Over the past 18 months, we’ve all been happy to watch as the price of 27” 1440p monitors has steadily fallen. With cheaper import panels becoming available, the cost of moving up to a high resolution panel has fallen considerably. I reviewed the Nixeus VUE 27 last year as it was the cheapest way at the time to get a 1440p panel while still getting a US warranty. Now Nixeus is back with a 30” monitor, the Nixeus VUE 30. With the 16:10 aspect ratio that commenters continually ask for and an IPS panel, will this mark the shift of a downward trend for 30” monitor prices as well?

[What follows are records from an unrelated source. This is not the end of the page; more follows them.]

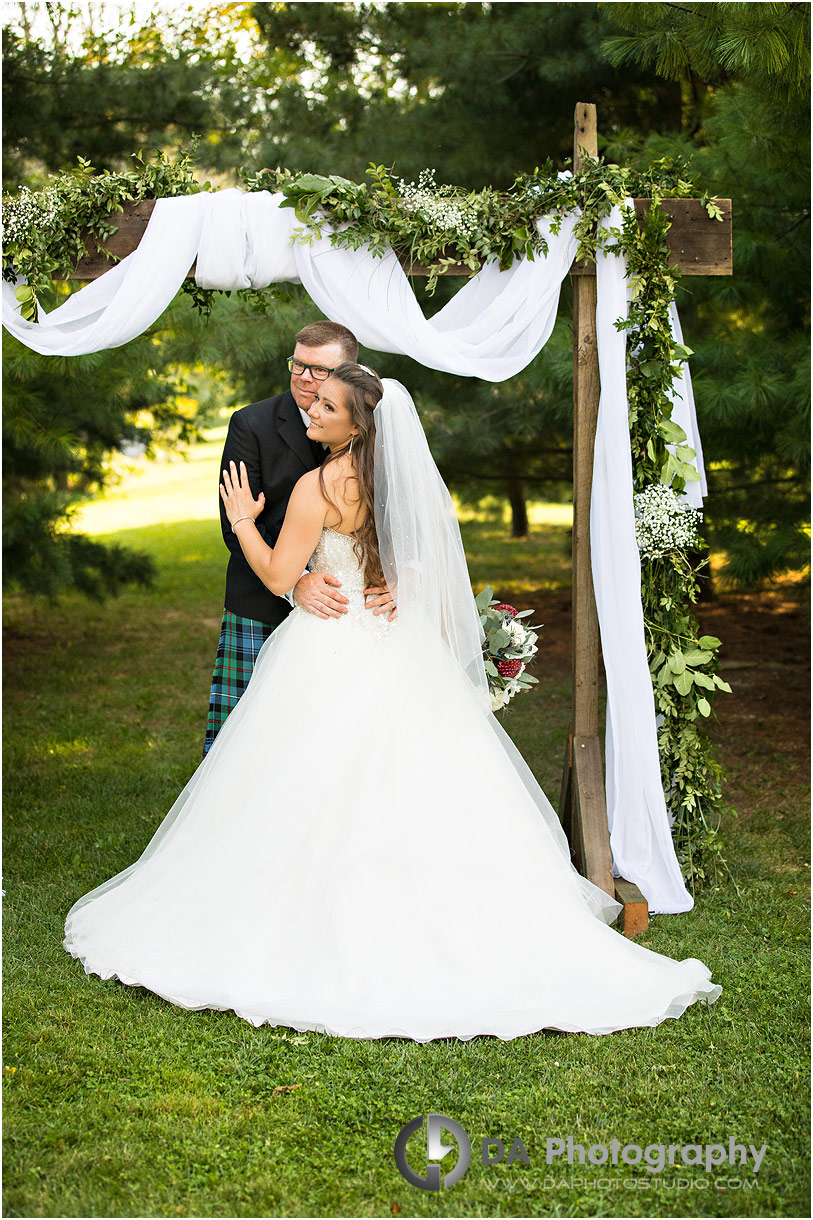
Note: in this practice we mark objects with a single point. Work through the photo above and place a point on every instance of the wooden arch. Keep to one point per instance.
(698, 247)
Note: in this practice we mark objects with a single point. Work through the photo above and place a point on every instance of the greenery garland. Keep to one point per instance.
(45, 234)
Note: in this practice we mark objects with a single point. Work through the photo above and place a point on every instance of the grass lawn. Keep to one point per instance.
(117, 1104)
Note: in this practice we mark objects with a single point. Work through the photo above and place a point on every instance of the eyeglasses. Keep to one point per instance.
(319, 372)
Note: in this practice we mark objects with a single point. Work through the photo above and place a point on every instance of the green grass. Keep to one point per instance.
(119, 1104)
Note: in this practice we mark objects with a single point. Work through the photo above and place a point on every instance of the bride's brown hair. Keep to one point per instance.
(365, 393)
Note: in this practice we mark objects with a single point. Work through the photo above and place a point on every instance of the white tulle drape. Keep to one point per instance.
(492, 328)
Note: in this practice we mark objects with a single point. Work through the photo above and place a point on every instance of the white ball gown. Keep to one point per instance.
(365, 853)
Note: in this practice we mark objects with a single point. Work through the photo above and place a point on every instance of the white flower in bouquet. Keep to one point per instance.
(508, 647)
(435, 205)
(664, 522)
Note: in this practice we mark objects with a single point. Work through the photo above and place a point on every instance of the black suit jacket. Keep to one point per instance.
(270, 438)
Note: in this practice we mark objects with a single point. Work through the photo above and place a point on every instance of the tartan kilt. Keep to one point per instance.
(241, 639)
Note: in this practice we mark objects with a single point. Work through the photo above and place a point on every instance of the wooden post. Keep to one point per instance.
(698, 247)
(582, 807)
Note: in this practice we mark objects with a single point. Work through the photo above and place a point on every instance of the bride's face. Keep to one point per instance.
(330, 416)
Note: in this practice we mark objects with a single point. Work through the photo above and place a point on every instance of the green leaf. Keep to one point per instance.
(676, 661)
(697, 656)
(684, 682)
(309, 183)
(670, 431)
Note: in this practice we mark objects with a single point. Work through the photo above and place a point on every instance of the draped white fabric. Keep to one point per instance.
(636, 809)
(492, 328)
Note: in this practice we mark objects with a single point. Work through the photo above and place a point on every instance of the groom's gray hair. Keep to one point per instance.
(316, 334)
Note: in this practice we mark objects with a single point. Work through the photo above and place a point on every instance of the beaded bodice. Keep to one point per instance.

The design of the VUE 30 is similar to the VUE 27 that I previously reviewed. The controls for the display remain in the lower-right and it has the same OSD interface of its predecessor. Since the OSD was one of my faults with the VUE 27 I was hoping to see this improve but it did not. A welcome change, which I also saw on the ASUS PQ321Q, is locating the inputs on the left side of the display and not the bottom. This makes them far more accessible for quickly hooking up a device like a laptop. As the VUE 30 is so large due to the screen size, it has plenty of space to connect cables without them sticking out the sides of the display.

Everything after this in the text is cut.